VoIP carrier builds out iSCSI infrastructure

VoIP carrier builds out iSCSI infrastructure

iSCSI can use existing equipment

Global IP communications service provider Linqk Group has built its application portfolio on commodity Ethernet-based storage in favour of traditional high-end fibre channel systems.

Linqk core platform is a soft switch and telco operations "back room" that provides a global network call termination, call data analysis, billing, plus a Web-based communications management system for channel partners and end users.

This enables the "virtual global PABX" capability of the service, which the company is pitching as a dual wholesale "white label" and branded retail franchise model.

Linqk does this with a "class-5 soft switch" to service key locations worldwide in a fully-redundant configuration that did not require full-time staff.

The company's vice president of global engineering, Ranjeet Rustogi, said it needed to reduce or eliminate complexities in the underlying equipment for the switching point-of-presence (POP).

"Everything needed to interoperate seamlessly, be IP-based, and self-heal or failover when hardware failures occurred without any need for onsite certified engineers to be present whenever failed parts or units were to be replaced," Rustogi said.

Linqk runs its communications platform on a mixture of Windows 2003 Server, Red Hat Enterprise Linux, Sun Solaris 8, and the Oracle 9i database.

Linqk's IT engineering staff decided on iSCSI storage infrastructure because it was seen to integrate more seamlessly into the IP-based switching technology and server infrastructure without the introduction of new physical interfaces.

"Surprisingly iSCSI does not automatically mean ease of use, lower costs and robust features." Rustogi said. "It became apparent to me very quickly that we needed to pay careful attention to the design and architecture of the storage systems themselves."

Rustogi said the IT team "fell in love" with EqualLogic's iSCSI product very quickly because all the functionality was built into the array.

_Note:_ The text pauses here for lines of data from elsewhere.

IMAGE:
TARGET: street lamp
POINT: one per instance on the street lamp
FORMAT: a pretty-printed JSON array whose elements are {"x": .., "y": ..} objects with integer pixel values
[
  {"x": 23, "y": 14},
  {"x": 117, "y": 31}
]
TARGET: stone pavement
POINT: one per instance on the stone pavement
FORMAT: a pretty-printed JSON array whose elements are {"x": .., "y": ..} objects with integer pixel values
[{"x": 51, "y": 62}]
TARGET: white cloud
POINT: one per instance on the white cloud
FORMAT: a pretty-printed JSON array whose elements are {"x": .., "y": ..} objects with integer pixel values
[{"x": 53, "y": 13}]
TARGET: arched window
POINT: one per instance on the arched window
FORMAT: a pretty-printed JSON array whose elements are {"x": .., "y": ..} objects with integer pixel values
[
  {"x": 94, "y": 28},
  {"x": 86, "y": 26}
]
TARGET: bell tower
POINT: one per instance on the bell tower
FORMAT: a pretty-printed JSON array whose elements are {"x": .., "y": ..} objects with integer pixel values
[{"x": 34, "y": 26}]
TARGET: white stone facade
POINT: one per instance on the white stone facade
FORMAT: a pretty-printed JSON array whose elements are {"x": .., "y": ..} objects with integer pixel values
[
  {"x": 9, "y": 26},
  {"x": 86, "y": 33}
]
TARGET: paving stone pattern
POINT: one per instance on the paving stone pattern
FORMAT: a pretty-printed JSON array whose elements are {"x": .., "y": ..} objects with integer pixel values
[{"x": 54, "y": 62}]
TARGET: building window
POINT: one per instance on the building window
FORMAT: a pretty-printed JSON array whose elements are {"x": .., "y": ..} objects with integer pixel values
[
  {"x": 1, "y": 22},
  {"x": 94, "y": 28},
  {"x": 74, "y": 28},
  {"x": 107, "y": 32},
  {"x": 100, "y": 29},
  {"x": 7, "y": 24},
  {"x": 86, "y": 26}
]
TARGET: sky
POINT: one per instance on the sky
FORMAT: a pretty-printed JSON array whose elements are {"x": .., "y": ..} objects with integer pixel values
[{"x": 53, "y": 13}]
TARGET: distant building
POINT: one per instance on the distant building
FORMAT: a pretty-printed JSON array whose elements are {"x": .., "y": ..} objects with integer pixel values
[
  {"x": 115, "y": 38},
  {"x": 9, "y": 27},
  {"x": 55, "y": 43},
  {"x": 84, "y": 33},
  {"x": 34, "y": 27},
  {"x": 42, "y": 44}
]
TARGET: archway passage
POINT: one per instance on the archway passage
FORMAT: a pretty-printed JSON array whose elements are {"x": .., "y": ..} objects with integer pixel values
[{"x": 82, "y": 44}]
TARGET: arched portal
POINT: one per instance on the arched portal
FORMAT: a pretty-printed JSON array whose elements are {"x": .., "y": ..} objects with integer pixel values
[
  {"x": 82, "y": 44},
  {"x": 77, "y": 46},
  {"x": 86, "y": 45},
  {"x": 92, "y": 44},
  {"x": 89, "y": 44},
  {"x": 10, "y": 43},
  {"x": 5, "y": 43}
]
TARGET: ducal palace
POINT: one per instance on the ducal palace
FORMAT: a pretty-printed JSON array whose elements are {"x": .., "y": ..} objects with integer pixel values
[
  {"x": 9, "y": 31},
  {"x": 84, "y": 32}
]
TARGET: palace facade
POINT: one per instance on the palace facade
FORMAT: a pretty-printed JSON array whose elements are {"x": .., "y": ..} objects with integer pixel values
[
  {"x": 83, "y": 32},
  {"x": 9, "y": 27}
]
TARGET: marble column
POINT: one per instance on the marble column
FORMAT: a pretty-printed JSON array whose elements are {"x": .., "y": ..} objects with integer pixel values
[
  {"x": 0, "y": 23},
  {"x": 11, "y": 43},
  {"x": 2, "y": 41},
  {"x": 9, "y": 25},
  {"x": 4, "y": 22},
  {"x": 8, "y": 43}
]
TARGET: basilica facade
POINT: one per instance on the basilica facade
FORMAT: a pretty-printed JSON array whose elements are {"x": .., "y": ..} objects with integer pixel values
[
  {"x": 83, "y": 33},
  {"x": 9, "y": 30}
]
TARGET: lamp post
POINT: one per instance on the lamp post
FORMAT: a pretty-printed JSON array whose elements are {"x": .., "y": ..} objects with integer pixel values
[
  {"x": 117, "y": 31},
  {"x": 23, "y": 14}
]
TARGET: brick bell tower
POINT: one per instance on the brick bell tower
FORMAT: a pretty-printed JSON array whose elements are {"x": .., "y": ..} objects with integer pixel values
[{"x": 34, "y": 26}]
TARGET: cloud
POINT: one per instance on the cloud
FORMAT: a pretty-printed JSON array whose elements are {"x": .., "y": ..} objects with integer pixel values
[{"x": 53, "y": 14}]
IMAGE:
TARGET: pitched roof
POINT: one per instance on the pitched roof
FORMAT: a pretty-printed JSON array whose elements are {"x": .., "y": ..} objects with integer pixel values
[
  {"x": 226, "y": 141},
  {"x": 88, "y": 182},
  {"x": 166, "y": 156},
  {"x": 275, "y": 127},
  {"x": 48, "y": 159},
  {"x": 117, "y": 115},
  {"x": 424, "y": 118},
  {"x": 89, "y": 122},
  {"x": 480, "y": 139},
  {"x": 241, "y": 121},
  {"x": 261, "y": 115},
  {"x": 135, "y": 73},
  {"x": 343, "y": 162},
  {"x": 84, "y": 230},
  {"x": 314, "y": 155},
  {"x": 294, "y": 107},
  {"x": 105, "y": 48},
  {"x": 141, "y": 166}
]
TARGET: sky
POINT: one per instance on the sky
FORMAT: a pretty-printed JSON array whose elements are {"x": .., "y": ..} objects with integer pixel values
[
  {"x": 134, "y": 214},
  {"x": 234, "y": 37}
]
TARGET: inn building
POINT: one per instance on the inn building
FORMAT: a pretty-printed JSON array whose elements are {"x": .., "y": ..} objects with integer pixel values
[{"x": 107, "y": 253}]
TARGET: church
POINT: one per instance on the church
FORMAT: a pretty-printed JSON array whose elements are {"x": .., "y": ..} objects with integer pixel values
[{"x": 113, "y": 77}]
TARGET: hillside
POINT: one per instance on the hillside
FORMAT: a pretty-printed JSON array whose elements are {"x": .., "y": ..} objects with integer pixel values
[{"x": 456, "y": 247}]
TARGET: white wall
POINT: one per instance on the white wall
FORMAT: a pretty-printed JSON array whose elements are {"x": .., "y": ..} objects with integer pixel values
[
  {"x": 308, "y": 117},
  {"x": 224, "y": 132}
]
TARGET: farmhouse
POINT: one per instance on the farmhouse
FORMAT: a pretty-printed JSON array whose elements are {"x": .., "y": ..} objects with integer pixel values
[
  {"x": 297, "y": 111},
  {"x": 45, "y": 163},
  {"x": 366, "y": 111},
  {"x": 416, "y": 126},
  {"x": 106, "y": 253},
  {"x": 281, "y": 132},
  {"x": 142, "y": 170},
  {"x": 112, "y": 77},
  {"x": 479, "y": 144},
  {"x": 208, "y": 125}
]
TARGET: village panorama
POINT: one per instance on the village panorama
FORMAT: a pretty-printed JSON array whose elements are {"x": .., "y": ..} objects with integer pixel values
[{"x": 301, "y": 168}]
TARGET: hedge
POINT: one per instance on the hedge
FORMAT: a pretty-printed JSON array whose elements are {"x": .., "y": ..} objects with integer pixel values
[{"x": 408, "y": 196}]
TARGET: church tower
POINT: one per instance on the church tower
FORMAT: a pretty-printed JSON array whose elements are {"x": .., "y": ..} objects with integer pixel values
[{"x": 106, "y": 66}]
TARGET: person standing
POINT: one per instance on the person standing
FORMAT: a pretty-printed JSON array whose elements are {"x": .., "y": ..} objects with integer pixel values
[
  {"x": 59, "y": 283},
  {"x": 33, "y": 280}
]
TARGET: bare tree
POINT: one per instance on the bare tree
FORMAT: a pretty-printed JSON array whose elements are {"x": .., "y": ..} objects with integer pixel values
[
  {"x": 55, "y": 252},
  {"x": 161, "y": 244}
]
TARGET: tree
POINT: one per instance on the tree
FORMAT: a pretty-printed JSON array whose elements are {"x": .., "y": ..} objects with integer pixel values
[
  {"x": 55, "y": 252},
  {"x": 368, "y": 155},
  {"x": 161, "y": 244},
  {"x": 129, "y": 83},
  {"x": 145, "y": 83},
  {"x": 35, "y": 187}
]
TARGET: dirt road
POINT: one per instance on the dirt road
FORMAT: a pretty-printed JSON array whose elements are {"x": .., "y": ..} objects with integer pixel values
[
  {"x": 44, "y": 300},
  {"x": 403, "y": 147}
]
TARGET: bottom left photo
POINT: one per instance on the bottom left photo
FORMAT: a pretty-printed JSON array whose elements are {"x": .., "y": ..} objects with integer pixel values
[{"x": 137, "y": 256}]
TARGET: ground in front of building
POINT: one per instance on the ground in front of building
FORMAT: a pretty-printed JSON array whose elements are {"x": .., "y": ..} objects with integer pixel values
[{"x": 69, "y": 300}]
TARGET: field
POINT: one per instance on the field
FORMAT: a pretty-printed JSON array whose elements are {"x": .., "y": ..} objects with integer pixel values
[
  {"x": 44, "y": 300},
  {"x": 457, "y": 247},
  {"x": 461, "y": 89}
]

"The ability to seamlessly scale as our business grew [and] the distributed architecture with a non-blocking design was brilliant," he said. "But what really put us over the top for EqualLogic was the commitment that we'd have access to any new software feature added to the code as part of our standard support agreement, again without expensive licence fees."

Linqk standardized on EqualLogic for carrier-grade storage with two PS200E arrays at the Sydney POP and will roll out EqualLogic as part of the standard infrastructure for global exchanges.

EqualLogic Asia Pacific vice president Ray Demeo said the "frameless" architecture of the iSCSI arrays does not constrain capacity to a pre-set limit.

Demeo said the company's strategy is to bring enterprise-grade storage to the mid-market by making it more accessible and affordable than fibre channel systems.